A few pieces had been shot off, a few bunches of crackers had had their tails tied together and been hung over a wire clothes line, like cats, to fight it out, and the crowd was holding its breath for the next boom, when there was an explosion; the earth seemed to tremble, and the air was full of all kinds of fire-works. The whole supply of fire-works had become ignited, and were blowing off where they listeth, without regard to anybody’s feelings.
The crowd became panic stricken, and there never was another such a scene, and never will be until the last great day, when a few thousand people suddenly find that they have got into hell, by mistake, when they thought they were ticketed through to the other place. It was perfectly awful. Prominent citizens who usually display great pluck, became fearfully rattled.
A man named Martindale, a railroad man who weighs over two hundred pounds, was standing near a telegraph pole, and as the firing commenced he climbed up the pole as easy as a squirrel would climb a tree, and when it was over they had to get a fire ladder to get him down; as his pants had got caught over the glass telegraph knob, and he had forgotten the combination, and besides he said he didn’t want to take off his clothes up there and come down, even if it was dark, because it would be just his luck to have some one fire off a Roman candle when he got down.

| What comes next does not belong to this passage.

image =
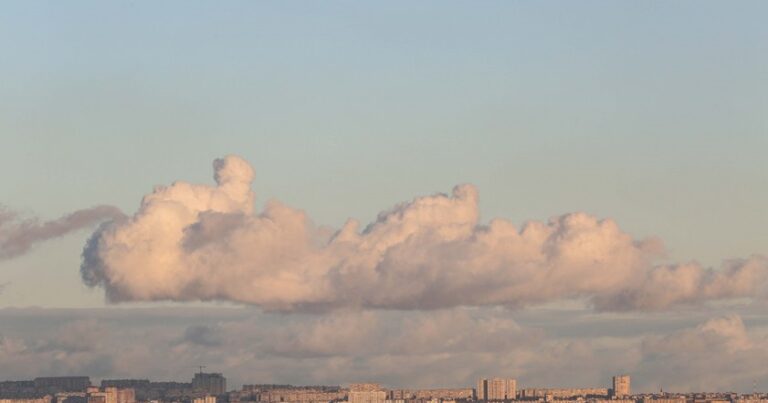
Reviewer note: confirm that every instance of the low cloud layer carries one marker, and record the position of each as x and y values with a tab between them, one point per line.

[Illustration: MARTINDALE CLIMBS A POLE.]
The Hon. Norton J. Field was another man who lost his nerve. He was explaining to some ladies one of the pieces that was to be fired off, which was an allegorical picture representing the revolution, when the whole business blew up. He thought at the time, that the explosion was in the programme, and was just reassuring the ladies, by telling them it reminded him of battle scenes he had witnessed when he was on the military committee in the assembly, when he noticed a girl near him whose polonaise had caught fire, and he rushed up to her, caught her by the dress, intending, with his cool hands, to put out the fire.
The girl felt some one feeling, as she supposed, for her pocket-book, and she started to run, yelling, “pickpocket,” and left the burning polonaise in Mr. Field’s hands. He blushed, and was about to explain to his lady friends how the best of us are liable to have our motives misconstrued, when somebody threw a box of four dozen of those large firecrackers right at his feet, and they were all on fire. Ten of them exploded at once, and he grabbed the polonaise in one hand and his burning coat tail in the other, and started west on a run.
The steward of the Gideon’s Band Club House, at Burlington, said he arrived there at daylight on the morning of the 5th, and he still held the pieces of dress, but the whole back of his coat was burned off, and the suspenders just held by a thread. He said the comet struck the earth at Racine, at 9:30 the night before, and knocked the town into the lake, and he and another fellow were all that escaped.